[lbo-talk] posh as fuck

Jordan Carroll jordanscarroll at gmail.com
Tue Dec 6 14:06:50 PST 2011


"[WS:] True, academic workers are to the left of the US mainstream. But to borrow from the repertoire of the more radical wing of this forum, this means that the role of academia is akin to that of the Democrat Party: to attract people with a subversive potential and then defuse this potential. Instead of being in the 'real world' organizing, these folk sit in their academic offices, fart into chairs, and fancy themselves of being radicals by speaking in tongues of the pomo newspeak. What is bad for the goose is bad for the gander, no?"

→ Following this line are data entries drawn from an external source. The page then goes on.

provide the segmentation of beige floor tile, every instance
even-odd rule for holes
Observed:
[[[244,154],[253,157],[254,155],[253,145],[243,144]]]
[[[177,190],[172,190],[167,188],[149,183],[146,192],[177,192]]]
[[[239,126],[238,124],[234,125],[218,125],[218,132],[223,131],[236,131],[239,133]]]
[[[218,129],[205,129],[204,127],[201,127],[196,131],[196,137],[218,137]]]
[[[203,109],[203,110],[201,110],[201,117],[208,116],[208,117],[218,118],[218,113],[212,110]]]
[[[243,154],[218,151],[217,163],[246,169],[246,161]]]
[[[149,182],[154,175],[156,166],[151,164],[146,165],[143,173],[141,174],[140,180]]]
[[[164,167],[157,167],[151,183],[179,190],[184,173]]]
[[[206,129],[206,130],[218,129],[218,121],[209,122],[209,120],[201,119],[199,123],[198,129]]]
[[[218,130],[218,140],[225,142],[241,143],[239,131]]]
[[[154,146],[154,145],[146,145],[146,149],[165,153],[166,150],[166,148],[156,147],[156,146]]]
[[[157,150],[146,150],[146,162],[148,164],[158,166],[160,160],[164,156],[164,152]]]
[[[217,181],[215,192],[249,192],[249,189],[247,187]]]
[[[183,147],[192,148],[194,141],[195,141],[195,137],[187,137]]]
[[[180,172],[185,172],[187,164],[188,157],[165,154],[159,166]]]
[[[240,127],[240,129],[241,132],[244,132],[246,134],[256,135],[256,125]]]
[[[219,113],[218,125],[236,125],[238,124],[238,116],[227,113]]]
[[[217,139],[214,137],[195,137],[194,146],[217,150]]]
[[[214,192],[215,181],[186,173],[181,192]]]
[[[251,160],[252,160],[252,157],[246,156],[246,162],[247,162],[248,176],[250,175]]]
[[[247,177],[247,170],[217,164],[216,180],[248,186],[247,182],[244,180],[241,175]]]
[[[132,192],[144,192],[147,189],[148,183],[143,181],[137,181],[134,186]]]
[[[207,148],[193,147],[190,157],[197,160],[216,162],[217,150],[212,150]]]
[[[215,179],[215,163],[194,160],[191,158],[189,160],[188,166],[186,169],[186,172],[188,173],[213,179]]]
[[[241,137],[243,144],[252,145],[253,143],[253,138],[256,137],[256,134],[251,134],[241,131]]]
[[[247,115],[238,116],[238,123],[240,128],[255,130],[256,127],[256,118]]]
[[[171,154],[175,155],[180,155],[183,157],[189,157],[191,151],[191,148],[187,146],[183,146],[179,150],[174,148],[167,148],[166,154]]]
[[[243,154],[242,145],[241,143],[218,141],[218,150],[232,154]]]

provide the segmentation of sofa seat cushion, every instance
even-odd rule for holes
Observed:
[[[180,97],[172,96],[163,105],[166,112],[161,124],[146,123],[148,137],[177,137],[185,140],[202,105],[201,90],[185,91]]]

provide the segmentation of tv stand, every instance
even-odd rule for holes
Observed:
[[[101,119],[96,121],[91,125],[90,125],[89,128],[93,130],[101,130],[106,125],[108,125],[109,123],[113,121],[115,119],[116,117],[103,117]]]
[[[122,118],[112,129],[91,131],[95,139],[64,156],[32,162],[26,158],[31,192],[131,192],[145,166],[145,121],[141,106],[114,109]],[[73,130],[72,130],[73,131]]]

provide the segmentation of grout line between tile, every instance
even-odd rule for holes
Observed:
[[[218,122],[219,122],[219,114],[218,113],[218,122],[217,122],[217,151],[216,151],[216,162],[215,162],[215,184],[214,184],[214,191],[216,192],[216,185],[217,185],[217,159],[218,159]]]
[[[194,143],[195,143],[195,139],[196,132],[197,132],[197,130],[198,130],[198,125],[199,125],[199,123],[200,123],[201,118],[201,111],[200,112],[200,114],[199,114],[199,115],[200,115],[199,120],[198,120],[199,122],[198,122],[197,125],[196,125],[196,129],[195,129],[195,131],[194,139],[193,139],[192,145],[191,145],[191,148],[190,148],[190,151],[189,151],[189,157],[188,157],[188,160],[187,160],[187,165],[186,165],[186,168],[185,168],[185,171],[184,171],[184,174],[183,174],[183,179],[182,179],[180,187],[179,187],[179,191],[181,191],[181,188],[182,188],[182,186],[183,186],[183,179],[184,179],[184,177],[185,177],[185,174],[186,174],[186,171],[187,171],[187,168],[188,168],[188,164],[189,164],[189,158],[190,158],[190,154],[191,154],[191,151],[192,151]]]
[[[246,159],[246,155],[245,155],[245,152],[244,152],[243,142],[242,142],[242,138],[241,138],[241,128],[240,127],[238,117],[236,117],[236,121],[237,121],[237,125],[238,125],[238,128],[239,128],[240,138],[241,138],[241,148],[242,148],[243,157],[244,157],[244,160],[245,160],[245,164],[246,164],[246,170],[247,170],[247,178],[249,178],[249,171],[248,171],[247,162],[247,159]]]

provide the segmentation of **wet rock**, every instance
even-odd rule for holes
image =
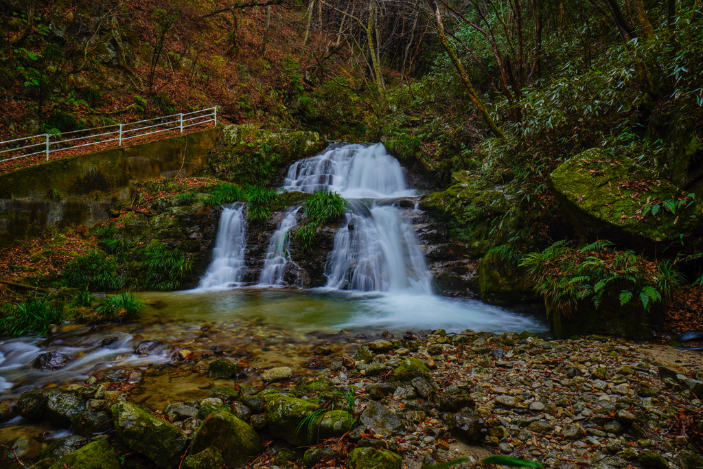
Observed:
[[[393,379],[397,381],[410,382],[415,378],[425,376],[429,373],[430,368],[422,360],[406,359],[393,371]]]
[[[405,428],[403,420],[375,401],[369,401],[359,420],[363,425],[373,428],[376,434],[384,436],[390,436]]]
[[[323,459],[331,459],[338,456],[339,453],[337,450],[331,446],[312,448],[305,451],[305,454],[303,455],[303,465],[308,469],[311,469],[314,465]]]
[[[271,435],[291,444],[305,444],[307,435],[298,431],[300,423],[316,409],[309,401],[285,394],[272,394],[266,397],[266,426]]]
[[[131,402],[117,402],[110,410],[117,436],[131,449],[164,469],[178,465],[188,441],[185,433]]]
[[[39,453],[39,458],[45,459],[51,458],[54,461],[72,453],[79,448],[85,446],[90,440],[83,437],[72,435],[65,438],[60,438],[53,442]]]
[[[10,404],[5,401],[0,401],[0,423],[6,422],[14,416]]]
[[[54,394],[46,400],[46,416],[58,427],[68,428],[71,418],[85,408],[85,402],[78,396]]]
[[[664,456],[654,449],[643,449],[637,456],[637,461],[645,468],[666,469],[669,467]]]
[[[34,390],[20,394],[17,413],[25,418],[41,420],[46,418],[46,403],[50,396],[62,394],[59,390]]]
[[[73,430],[83,437],[105,433],[112,428],[112,418],[101,410],[86,409],[71,417]]]
[[[278,366],[266,370],[262,375],[262,379],[265,383],[277,383],[285,380],[290,379],[293,375],[293,371],[288,366]]]
[[[210,397],[217,397],[223,401],[234,400],[240,394],[241,392],[234,386],[213,386],[207,392],[207,395]]]
[[[117,455],[104,439],[89,443],[63,456],[49,469],[120,469]]]
[[[20,437],[10,445],[14,454],[21,460],[35,459],[39,454],[41,445],[30,437]]]
[[[344,411],[330,411],[315,419],[308,428],[308,441],[316,444],[328,438],[338,438],[352,430],[354,418]]]
[[[211,361],[207,367],[207,377],[210,379],[234,378],[241,371],[242,366],[238,364],[226,360],[215,360]]]
[[[213,412],[193,436],[191,451],[200,453],[209,446],[219,448],[228,465],[239,466],[264,451],[261,437],[229,412]]]
[[[467,391],[456,385],[451,385],[442,392],[439,398],[439,410],[442,412],[456,412],[464,407],[474,409],[476,403]]]
[[[148,355],[150,352],[160,345],[161,341],[160,340],[145,340],[136,346],[136,348],[134,349],[134,353],[136,355]]]
[[[347,458],[348,469],[401,469],[403,458],[387,449],[356,448]]]
[[[35,358],[32,362],[32,367],[37,370],[53,371],[65,366],[70,359],[68,355],[60,352],[47,352]]]
[[[183,469],[219,469],[224,465],[222,451],[209,446],[197,454],[186,456],[183,461]]]

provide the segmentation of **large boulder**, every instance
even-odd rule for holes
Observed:
[[[192,453],[209,446],[219,448],[228,465],[240,466],[264,451],[261,437],[251,427],[229,412],[213,412],[193,436]]]
[[[241,184],[269,186],[278,170],[326,145],[316,132],[272,132],[251,124],[222,129],[205,164],[206,173]]]
[[[134,451],[165,469],[177,465],[188,437],[174,425],[131,402],[117,402],[110,410],[117,436]]]
[[[401,469],[403,458],[387,449],[356,448],[347,458],[348,469]]]
[[[286,394],[266,395],[266,427],[271,436],[291,444],[308,443],[307,430],[299,427],[303,420],[317,409],[314,404]]]
[[[630,158],[592,148],[549,176],[555,195],[574,229],[588,239],[618,240],[662,252],[702,232],[697,203],[669,181]],[[667,207],[669,208],[667,208]]]
[[[49,469],[120,469],[117,455],[104,439],[89,443],[54,463]]]

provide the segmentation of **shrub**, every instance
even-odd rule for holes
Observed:
[[[63,305],[50,302],[46,297],[30,297],[23,303],[4,307],[2,312],[2,335],[44,335],[50,325],[60,323],[63,319]]]
[[[117,271],[115,261],[98,251],[89,251],[68,262],[63,275],[72,287],[115,290],[122,285]]]
[[[193,263],[178,249],[163,245],[147,248],[143,254],[146,265],[144,285],[153,290],[176,290],[193,269]]]

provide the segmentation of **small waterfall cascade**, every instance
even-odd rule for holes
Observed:
[[[225,206],[220,215],[212,261],[198,285],[201,289],[220,289],[241,283],[246,266],[247,223],[244,204]]]
[[[262,285],[280,286],[284,284],[283,274],[285,265],[290,260],[288,247],[290,245],[290,230],[297,223],[299,207],[296,207],[285,214],[283,220],[278,225],[276,232],[271,237],[269,248],[264,259],[264,268],[259,277],[259,284]]]
[[[349,201],[346,223],[328,257],[328,288],[432,294],[417,236],[393,200],[415,191],[382,143],[333,146],[301,160],[290,167],[284,188],[334,191]]]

Is that really true? Many of my graduate student friends are involved in activism and virtually all of them attend demonstrations on a regular basis. Most of the professors in my department show up, too, and several have spoken about their political work outside of the university. I'm not saying that there aren't "armchair radicals," but I have met more active leftists in academia than anywhere else. Again, there's a lot of work to be done on universities but, at least in the humanities and social sciences, they are in many ways better for promoting left politics than the average workplace.

And I would say that leftist engagement also has a strong correlation with departments that engage in "pomo newspeak." The student movement here is led primarily by students and professors in history, sociology, English, and comp lit. Meanwhile, departments in disciplines that pride themselves on clarity and immediate practical application have pushed hard to keep Chancellor Katehi and cops on campus.